Cillian lowered his rifle and let out a heavy breath. “Aisling.”

She didn’t respond, only watched him with those big eyes of hers, body stiff in a way that spoke of being primed to flee.

Cillian didn’t know how long she’d been out there in the forest, but it had been long enough to make her want to run.

Cillian trekked through a bit of vegetation to reach where she stood, going slow so as to not spook her.

“Let’s get you out of here,” he said quietly, offering her his hand. She stared at it for a long moment, shivering in a way he didn’t like. He wiggled his fingers at her, trying to ignore the way his heart beat hard against his ribs. “Come on, Aisling. I’ll keep you safe.”

She grabbed his hand with shaking fingers, and the moment she touched him, her expression crumpled.

Her lips trembled badly as tears welled up, but she didn’t make a sound as she cried.

Cillian carefully guided her out from the tree line and back toward the road.

Once in the sunlight, the cuts and scratches on her legs became more apparent.

Her bare feet were dirty and bleeding in areas, and her sleep clothes looked as if she’d rolled down a couple of hills in them.

He needed to get her somewhere safe.

“My truck is right there, and I’m going to take you back into town.”

From the time he’d stopped his truck to when he got Aisling situated in the front passenger seat, not a single vehicle had driven by.

It was just the two of them out on State Route 202, the next house maybe half a mile down the road, so that didn’t explain why the hair on the back of his neck suddenly stood on end.

Aisling finally made a sound, a breaking sort of whimper as her hands gripped his, her ragged fingernails biting into the rash stretched over his palm.

He noticed her fingernails were painted robin’s-egg blue, but the polish was all chipped now.

The beaded bracelet she wore seemed to be intact.

She wasn’t looking at him but back the way they’d come, face going as white as her hair.

Cillian carefully caught her chin, turning her head around to focus on him. “Look at me, not the forest.”

She was breathing so hard her entire body shuddered from it.

But her gaze returned to him, no longer lingering on whatever she thought she saw in the trees.

Cillian wasn’t going to check.
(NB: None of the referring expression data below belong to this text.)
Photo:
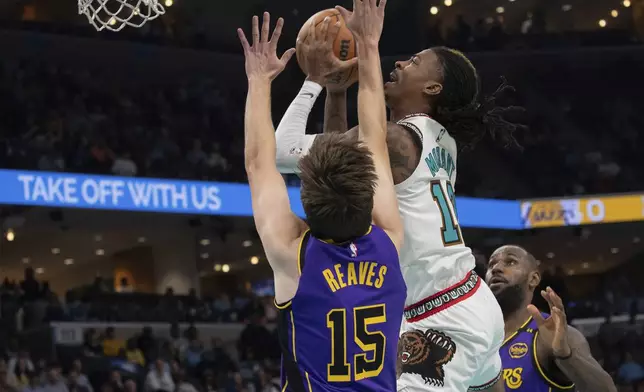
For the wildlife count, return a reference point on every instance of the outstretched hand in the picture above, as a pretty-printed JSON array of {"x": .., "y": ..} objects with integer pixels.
[
  {"x": 321, "y": 63},
  {"x": 366, "y": 20},
  {"x": 553, "y": 330},
  {"x": 261, "y": 58}
]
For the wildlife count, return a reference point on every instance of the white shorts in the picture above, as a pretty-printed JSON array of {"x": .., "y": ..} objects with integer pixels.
[{"x": 450, "y": 342}]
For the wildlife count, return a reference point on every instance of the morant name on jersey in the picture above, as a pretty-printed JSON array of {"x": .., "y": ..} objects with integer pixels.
[
  {"x": 434, "y": 256},
  {"x": 521, "y": 370},
  {"x": 340, "y": 331}
]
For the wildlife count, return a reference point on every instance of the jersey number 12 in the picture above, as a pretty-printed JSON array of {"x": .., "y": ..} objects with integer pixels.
[{"x": 450, "y": 231}]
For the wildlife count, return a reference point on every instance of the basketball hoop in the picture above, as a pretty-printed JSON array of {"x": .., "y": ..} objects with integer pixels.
[{"x": 114, "y": 15}]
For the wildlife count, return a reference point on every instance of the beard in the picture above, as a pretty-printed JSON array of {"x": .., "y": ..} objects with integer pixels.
[{"x": 511, "y": 298}]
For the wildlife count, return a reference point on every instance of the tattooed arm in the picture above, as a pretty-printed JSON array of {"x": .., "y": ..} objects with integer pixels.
[
  {"x": 404, "y": 150},
  {"x": 581, "y": 368}
]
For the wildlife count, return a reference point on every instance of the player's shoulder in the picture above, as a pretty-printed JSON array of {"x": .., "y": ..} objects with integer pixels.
[
  {"x": 427, "y": 129},
  {"x": 284, "y": 254}
]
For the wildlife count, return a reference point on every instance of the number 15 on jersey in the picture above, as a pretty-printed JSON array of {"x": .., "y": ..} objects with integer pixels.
[{"x": 446, "y": 201}]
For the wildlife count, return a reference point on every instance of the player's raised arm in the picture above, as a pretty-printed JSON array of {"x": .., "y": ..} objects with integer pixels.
[
  {"x": 276, "y": 224},
  {"x": 321, "y": 66},
  {"x": 365, "y": 22}
]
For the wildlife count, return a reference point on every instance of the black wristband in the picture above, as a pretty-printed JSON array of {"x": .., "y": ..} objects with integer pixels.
[{"x": 564, "y": 358}]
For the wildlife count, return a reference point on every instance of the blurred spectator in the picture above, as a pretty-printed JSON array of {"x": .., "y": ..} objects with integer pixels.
[
  {"x": 178, "y": 343},
  {"x": 630, "y": 372},
  {"x": 130, "y": 386},
  {"x": 111, "y": 345},
  {"x": 116, "y": 381},
  {"x": 253, "y": 340},
  {"x": 30, "y": 286},
  {"x": 147, "y": 344},
  {"x": 54, "y": 381},
  {"x": 182, "y": 383},
  {"x": 92, "y": 345},
  {"x": 124, "y": 166},
  {"x": 74, "y": 384},
  {"x": 81, "y": 378},
  {"x": 124, "y": 285},
  {"x": 7, "y": 380},
  {"x": 159, "y": 378},
  {"x": 193, "y": 354},
  {"x": 133, "y": 354}
]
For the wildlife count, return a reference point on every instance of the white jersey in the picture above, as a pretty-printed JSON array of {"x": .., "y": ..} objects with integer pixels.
[{"x": 434, "y": 256}]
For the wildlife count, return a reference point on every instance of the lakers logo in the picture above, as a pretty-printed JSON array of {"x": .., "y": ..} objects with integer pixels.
[
  {"x": 513, "y": 378},
  {"x": 518, "y": 350}
]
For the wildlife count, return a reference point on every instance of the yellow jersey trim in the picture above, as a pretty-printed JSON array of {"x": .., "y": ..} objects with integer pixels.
[
  {"x": 293, "y": 336},
  {"x": 331, "y": 242},
  {"x": 283, "y": 306},
  {"x": 308, "y": 381},
  {"x": 517, "y": 331},
  {"x": 299, "y": 252},
  {"x": 540, "y": 370}
]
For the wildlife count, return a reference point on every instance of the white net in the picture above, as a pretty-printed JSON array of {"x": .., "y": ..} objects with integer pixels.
[{"x": 116, "y": 14}]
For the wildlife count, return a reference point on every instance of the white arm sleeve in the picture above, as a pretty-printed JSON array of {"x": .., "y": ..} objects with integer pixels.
[{"x": 292, "y": 140}]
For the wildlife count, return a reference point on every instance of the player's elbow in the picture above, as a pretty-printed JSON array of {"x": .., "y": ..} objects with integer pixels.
[{"x": 251, "y": 163}]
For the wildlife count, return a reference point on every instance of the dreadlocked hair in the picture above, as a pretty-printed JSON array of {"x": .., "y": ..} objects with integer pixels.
[{"x": 461, "y": 110}]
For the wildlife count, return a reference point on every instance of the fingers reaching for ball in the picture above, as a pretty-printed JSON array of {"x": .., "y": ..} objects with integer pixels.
[{"x": 261, "y": 57}]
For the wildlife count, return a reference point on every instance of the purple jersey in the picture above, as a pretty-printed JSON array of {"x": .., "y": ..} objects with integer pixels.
[
  {"x": 340, "y": 331},
  {"x": 521, "y": 371}
]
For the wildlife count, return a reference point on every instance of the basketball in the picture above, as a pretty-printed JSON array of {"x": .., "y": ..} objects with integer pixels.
[{"x": 344, "y": 46}]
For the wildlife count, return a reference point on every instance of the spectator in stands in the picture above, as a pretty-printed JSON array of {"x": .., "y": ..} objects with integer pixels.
[
  {"x": 74, "y": 384},
  {"x": 124, "y": 285},
  {"x": 208, "y": 381},
  {"x": 256, "y": 339},
  {"x": 116, "y": 381},
  {"x": 237, "y": 384},
  {"x": 8, "y": 381},
  {"x": 147, "y": 344},
  {"x": 193, "y": 354},
  {"x": 266, "y": 383},
  {"x": 111, "y": 345},
  {"x": 182, "y": 383},
  {"x": 222, "y": 307},
  {"x": 178, "y": 343},
  {"x": 133, "y": 354},
  {"x": 30, "y": 286},
  {"x": 217, "y": 358},
  {"x": 92, "y": 345},
  {"x": 22, "y": 369},
  {"x": 81, "y": 378},
  {"x": 159, "y": 378},
  {"x": 630, "y": 372},
  {"x": 54, "y": 381},
  {"x": 21, "y": 359},
  {"x": 129, "y": 385},
  {"x": 124, "y": 166}
]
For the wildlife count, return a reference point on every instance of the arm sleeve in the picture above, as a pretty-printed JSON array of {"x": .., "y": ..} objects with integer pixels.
[{"x": 292, "y": 140}]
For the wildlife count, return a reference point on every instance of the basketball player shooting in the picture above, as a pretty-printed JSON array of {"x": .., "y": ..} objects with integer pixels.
[
  {"x": 338, "y": 284},
  {"x": 541, "y": 352},
  {"x": 453, "y": 327}
]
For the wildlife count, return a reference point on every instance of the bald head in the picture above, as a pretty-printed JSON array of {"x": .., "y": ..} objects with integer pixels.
[
  {"x": 512, "y": 274},
  {"x": 519, "y": 252}
]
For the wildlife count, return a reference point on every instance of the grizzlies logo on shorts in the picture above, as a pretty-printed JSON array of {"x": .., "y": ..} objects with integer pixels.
[{"x": 425, "y": 354}]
He buckled her in, wrapped an emergency foil blanket around her, and then hurried around the front of the truck to get into the driver’s seat.
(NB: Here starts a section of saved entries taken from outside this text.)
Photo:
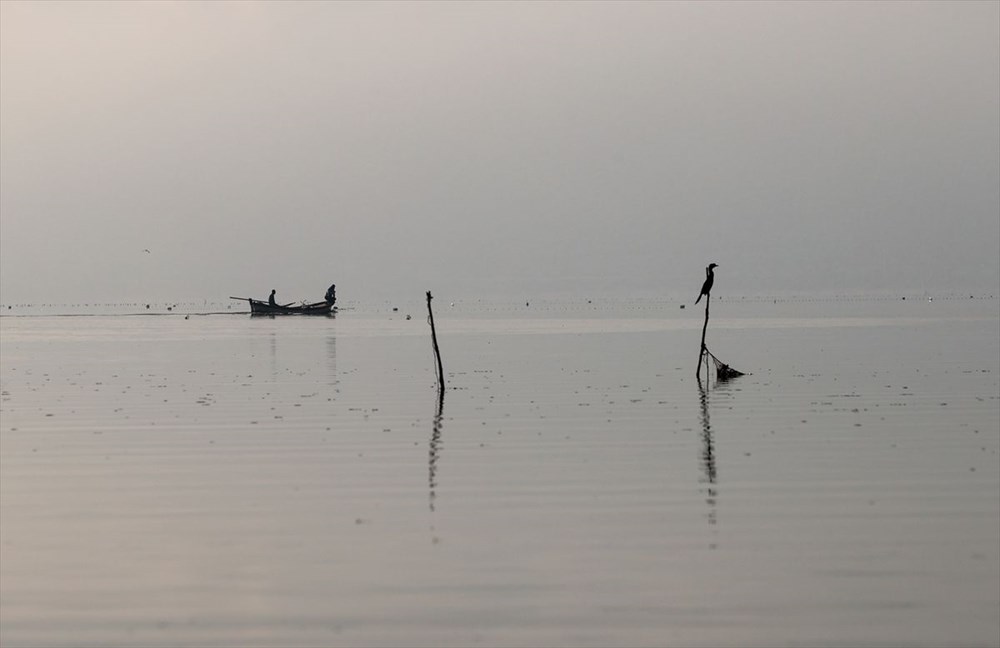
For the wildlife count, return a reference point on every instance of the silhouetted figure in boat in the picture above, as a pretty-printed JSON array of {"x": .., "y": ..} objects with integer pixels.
[{"x": 706, "y": 287}]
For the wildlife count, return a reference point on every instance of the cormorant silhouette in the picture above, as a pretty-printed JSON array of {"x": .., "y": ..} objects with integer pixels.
[{"x": 709, "y": 280}]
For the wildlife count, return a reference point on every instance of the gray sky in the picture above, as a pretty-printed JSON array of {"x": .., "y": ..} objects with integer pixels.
[{"x": 496, "y": 149}]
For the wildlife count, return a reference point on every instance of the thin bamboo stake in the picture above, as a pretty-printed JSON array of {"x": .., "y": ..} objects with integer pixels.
[
  {"x": 437, "y": 351},
  {"x": 704, "y": 349}
]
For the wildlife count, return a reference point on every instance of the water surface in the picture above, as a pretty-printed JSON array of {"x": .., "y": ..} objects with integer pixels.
[{"x": 224, "y": 480}]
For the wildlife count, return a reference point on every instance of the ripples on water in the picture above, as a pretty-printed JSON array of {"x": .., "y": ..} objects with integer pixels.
[{"x": 227, "y": 480}]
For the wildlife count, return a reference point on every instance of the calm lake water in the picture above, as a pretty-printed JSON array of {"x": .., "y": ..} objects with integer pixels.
[{"x": 222, "y": 480}]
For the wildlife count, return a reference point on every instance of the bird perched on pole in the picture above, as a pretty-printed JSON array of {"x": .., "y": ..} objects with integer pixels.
[{"x": 709, "y": 280}]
He racked his rifle, then started the engine, intent on getting back to Pelham.

He didn’t reach for the radio receiver until he was already driving down the road well above the speed limit, heading north.

“Dispatch, this is Ranger Seven. Aisling Gallagher has been located alive and in need of medical assistance. I’m bringing her in, over.”

Beside him, Aisling tucked her head beneath the edge of the emergency foil blanket and curled up in a ball beneath it, as if she could hide from whatever she had suffered through in the last twenty-four hours.

Cillian watched the road, and he watched Aisling, and he watched the forest out of the corners of his eyes, hoping to see nothing there in the shadows of the woods.

Hoping the stories about lights weren’t true.